29 fois les profits 2029

Le management communique cependant des projections très ambitieuses : 10 milliards de dollars de chiffre d’affaires d’ici 2029, soit un revenu multiplié par cinq en sept ans, avec une marge de profit cash (free cash-flow) de 15%. Même en se reposant sur ces projections du management (forcément optimistes), le retour sur investissement attendu d’ici là est tout à fait insuffisant pour envisager une telle prise de risque. Surtout si l'on tient compte de l’inévitable dilution causée par les pléthoriques paiements en stock-options, qui ont représenté 600 M$ l'année dernière, soit la moitié du chiffre d'affaires attendu cette année. Cette tendance à surrémunérer les dirigeants et les salariés est désormais une pratique bien ancrée dans le secteur technologique.

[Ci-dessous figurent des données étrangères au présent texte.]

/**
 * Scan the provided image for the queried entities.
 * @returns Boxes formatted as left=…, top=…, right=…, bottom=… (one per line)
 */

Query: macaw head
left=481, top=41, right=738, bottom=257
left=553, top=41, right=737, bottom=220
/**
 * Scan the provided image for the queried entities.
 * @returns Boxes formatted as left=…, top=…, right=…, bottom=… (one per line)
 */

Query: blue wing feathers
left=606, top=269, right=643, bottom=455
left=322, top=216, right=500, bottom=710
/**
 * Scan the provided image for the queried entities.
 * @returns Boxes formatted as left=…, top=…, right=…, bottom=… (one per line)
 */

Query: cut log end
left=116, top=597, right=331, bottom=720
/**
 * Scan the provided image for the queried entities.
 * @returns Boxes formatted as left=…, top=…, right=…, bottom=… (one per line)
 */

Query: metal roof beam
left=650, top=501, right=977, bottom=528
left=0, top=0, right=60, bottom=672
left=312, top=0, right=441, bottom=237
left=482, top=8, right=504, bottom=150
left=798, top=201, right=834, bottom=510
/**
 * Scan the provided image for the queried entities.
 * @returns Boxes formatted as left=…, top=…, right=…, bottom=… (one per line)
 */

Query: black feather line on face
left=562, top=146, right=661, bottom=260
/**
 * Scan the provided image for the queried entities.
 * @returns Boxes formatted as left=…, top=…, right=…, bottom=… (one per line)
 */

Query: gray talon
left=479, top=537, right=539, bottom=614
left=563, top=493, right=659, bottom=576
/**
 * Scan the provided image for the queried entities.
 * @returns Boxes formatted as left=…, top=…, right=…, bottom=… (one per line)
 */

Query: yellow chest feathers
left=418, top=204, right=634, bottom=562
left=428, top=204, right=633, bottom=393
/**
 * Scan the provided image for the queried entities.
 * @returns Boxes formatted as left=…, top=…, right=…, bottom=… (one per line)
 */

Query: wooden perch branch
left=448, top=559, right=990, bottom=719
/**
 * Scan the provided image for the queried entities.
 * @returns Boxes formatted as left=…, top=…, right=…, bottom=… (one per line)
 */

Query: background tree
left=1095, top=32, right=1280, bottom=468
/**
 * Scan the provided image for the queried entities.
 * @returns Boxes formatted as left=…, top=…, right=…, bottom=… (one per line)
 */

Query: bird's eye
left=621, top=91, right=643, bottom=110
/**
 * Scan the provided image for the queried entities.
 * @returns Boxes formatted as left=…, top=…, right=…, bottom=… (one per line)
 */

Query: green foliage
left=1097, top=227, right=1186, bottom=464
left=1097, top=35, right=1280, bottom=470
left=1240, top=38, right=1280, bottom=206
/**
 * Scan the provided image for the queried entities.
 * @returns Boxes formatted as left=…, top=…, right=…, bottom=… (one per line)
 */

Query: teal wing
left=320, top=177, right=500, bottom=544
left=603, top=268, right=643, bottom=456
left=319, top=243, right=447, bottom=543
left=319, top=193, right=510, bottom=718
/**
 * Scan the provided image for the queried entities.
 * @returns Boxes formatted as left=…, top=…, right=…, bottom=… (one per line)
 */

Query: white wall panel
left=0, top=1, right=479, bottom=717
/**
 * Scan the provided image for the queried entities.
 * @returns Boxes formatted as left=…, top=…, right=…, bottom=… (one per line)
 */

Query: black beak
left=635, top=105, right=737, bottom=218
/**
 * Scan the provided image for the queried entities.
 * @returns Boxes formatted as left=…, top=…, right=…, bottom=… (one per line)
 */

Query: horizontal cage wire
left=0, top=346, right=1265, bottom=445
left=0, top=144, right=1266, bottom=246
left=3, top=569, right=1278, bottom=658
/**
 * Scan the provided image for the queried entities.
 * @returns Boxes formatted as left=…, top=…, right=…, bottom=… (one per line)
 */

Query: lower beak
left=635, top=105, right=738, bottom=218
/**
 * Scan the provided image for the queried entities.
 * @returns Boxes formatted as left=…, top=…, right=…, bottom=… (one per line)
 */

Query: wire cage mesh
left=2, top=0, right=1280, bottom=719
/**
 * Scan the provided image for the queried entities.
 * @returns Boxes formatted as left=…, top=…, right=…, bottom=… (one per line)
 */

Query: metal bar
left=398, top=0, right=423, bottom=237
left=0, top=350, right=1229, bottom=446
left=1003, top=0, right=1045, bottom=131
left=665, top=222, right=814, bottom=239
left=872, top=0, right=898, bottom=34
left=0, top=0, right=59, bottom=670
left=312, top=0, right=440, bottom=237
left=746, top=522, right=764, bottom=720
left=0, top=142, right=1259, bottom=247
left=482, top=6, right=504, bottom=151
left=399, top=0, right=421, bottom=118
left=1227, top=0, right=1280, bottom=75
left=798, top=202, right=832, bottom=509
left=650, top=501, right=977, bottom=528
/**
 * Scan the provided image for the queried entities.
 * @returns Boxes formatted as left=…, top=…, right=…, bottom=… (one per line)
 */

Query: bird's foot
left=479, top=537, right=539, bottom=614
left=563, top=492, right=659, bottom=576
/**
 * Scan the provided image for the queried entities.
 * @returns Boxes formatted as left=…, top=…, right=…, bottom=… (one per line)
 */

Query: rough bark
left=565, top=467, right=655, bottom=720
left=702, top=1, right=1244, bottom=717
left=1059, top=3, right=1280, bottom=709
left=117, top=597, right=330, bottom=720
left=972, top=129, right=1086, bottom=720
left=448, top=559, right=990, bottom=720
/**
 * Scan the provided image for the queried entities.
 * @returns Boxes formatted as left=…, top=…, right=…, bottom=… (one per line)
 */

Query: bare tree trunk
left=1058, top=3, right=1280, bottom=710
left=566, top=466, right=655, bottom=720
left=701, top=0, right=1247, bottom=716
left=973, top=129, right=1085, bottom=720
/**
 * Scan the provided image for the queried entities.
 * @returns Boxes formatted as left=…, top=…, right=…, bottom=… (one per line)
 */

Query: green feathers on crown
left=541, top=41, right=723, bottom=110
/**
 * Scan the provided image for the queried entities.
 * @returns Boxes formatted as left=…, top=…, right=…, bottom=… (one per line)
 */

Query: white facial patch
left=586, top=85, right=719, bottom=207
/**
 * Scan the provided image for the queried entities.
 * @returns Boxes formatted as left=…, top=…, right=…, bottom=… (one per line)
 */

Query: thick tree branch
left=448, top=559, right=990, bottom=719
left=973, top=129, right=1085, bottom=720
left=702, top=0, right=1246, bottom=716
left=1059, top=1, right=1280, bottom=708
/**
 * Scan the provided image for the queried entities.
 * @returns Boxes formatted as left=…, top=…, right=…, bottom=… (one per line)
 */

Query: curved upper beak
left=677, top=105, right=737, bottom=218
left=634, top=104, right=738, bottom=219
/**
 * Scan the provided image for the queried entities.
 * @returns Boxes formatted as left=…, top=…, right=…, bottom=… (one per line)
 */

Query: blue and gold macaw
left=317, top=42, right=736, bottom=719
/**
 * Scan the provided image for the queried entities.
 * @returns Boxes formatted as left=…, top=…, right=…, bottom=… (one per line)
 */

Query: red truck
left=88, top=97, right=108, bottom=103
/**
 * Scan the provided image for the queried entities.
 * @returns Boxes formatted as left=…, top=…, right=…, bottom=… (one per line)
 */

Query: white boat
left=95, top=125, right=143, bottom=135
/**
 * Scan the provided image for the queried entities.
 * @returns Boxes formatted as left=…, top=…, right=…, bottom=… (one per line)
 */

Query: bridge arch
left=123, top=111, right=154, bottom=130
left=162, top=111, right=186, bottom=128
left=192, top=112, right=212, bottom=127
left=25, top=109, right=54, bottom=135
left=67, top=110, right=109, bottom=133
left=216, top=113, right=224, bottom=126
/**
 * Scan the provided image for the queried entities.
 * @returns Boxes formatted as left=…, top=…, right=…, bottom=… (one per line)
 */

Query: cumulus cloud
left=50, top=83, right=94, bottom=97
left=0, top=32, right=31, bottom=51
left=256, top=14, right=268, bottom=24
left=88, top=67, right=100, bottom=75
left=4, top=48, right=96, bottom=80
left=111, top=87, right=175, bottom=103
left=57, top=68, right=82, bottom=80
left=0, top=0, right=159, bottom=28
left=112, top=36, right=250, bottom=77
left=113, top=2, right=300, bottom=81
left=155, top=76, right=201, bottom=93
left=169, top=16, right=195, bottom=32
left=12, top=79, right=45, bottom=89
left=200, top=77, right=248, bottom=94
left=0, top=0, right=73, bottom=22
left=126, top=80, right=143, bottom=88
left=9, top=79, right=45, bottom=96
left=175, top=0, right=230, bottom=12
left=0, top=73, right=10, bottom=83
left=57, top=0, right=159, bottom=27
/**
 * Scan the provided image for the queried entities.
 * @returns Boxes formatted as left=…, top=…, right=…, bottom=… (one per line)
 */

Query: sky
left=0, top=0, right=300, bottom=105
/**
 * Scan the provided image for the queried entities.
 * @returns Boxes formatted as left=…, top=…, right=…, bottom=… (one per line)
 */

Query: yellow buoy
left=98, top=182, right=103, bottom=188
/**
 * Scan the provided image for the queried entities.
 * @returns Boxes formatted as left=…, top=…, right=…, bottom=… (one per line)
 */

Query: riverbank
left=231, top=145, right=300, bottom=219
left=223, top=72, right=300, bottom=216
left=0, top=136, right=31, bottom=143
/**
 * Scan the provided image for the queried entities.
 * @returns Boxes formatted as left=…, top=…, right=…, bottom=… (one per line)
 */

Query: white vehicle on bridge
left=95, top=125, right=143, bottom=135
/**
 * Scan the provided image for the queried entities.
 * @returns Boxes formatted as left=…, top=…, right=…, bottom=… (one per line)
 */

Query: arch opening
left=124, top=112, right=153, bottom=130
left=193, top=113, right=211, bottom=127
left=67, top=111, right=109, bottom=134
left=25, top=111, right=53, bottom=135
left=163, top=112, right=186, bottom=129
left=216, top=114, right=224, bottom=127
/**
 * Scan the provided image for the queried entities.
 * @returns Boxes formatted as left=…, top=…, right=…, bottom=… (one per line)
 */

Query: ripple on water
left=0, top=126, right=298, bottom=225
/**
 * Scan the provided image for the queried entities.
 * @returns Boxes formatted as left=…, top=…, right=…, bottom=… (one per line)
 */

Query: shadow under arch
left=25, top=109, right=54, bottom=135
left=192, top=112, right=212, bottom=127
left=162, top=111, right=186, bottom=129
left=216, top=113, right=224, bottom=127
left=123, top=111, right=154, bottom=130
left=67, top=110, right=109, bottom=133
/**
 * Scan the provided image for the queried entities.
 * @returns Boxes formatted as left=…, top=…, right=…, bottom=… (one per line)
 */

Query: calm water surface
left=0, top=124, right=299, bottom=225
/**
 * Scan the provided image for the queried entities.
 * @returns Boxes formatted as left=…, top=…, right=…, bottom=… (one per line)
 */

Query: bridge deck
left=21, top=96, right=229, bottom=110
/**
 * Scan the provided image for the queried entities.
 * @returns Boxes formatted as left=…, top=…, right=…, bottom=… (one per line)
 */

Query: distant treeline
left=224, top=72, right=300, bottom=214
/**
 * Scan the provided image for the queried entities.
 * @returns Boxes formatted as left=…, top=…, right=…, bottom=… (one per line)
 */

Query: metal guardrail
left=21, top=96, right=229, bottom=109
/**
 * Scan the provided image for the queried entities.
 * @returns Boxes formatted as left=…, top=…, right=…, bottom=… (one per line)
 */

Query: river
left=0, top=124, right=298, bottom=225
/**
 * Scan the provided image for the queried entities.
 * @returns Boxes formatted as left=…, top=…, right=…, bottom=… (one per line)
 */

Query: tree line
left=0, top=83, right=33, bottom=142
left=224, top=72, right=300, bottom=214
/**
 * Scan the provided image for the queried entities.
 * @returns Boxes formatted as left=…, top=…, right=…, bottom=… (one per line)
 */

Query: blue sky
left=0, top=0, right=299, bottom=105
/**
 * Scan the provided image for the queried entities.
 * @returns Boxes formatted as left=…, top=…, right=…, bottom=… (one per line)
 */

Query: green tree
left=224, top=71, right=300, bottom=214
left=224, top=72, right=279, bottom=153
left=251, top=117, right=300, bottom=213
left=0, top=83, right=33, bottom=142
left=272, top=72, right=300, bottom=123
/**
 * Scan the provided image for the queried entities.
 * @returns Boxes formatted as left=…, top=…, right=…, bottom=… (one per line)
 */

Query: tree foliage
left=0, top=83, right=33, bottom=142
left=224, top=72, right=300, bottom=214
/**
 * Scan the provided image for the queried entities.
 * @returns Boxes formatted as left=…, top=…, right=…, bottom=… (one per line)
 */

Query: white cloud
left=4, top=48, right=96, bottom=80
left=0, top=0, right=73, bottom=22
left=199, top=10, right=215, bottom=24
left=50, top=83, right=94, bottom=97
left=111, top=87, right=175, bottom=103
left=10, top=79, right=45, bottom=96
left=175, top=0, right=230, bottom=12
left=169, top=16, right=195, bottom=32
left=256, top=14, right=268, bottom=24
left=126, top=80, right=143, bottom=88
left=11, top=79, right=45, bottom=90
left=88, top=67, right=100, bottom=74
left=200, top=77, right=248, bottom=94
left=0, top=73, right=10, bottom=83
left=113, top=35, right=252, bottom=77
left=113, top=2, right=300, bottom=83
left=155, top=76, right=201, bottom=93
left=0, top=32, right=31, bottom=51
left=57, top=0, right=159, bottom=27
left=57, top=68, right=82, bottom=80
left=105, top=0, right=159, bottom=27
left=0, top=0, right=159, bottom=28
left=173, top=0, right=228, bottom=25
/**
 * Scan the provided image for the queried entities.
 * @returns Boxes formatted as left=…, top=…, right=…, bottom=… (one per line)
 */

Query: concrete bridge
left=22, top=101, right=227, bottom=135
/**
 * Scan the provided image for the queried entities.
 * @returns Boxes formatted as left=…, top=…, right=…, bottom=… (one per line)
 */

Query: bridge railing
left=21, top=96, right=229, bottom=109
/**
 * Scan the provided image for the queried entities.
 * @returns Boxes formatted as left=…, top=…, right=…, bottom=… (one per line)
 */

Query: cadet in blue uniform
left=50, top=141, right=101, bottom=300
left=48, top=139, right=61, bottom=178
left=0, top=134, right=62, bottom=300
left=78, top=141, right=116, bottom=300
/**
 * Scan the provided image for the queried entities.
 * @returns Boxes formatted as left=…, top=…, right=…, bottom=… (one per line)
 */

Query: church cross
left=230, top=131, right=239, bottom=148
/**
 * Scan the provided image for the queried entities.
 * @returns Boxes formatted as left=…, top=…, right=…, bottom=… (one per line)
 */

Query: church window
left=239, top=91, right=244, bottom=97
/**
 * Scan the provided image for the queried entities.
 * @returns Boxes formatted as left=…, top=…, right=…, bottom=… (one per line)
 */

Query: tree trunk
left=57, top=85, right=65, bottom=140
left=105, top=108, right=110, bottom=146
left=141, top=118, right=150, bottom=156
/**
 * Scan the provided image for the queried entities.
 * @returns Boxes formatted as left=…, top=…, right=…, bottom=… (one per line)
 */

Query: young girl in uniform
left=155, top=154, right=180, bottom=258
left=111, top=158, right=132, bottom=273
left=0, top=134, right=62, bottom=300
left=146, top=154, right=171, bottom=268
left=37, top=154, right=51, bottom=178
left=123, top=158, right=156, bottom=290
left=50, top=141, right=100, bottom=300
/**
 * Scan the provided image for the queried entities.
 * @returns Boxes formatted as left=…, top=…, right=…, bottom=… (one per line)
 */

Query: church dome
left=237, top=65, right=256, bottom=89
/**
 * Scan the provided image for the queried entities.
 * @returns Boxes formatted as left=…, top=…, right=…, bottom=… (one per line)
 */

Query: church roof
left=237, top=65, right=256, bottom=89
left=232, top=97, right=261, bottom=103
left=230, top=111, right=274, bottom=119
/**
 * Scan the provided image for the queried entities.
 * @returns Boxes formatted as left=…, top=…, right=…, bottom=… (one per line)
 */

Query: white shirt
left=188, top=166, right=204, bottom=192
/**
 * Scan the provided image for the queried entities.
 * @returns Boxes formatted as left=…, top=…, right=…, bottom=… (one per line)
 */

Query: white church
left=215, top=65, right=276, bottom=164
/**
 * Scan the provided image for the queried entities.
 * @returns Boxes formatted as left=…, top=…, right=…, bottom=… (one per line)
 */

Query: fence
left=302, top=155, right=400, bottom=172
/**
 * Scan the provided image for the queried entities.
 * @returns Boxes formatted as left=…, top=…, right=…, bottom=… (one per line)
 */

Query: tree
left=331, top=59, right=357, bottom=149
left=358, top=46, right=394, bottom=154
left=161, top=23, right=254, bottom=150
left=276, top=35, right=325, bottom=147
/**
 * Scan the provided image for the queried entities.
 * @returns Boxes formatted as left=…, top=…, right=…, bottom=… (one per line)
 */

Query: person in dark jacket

Des promesses encore compliquées à valoriser
Estimations des résultats attendus ces prochaines années (Zonebourse / S&P Capital IQ, 28 analystes en moyenne)

L'objectif de Snowflake est d'atteindre l'équilibre opérationnel l'année prochaine, avant de dérouler le plan jusqu'à ces fameux objectifs 2029. Mais supposons que les projections du management soient correctes : le profit cash devrait atteindre 1,5 Md$ dans sept ans, soit un multiple de 29 fois les résultats si l'on se fonde sur la capitalisation actuelle (dans ce schéma, notez que nous n'intégrons pas la dilution née des stock-options). Sur cette base, la valorisation apparaît raisonnable pour une entreprise en très forte croissance, si les taux restent bas. Mais comme on parle là du profit réalisé en 2029, le dossier a tout à coup l'air moins sexy. On notera, c'est déjà ça, que les imposantes réserves de la société devraient la mettre à l'abri d'une levée de fonds une fois que le cash-burn ne sera plus négatif.  

Bref, Snowflake conserve un indiscutable caractère spéculatif même après correction. Les initiés semblent d’ailleurs penser de même puisque le CEO Frank Slootman a vendu pour 600 M$ de titres pile-poil au pic de valorisation, comme d’ailleurs son directeur financier Michael Scarpelli, qui lui a vendu 241 M$ de titres. Les actions parlent plus que les déclarations et pour l'instant, Snowflake aura surtout enrichi ses premiers investisseurs et son management.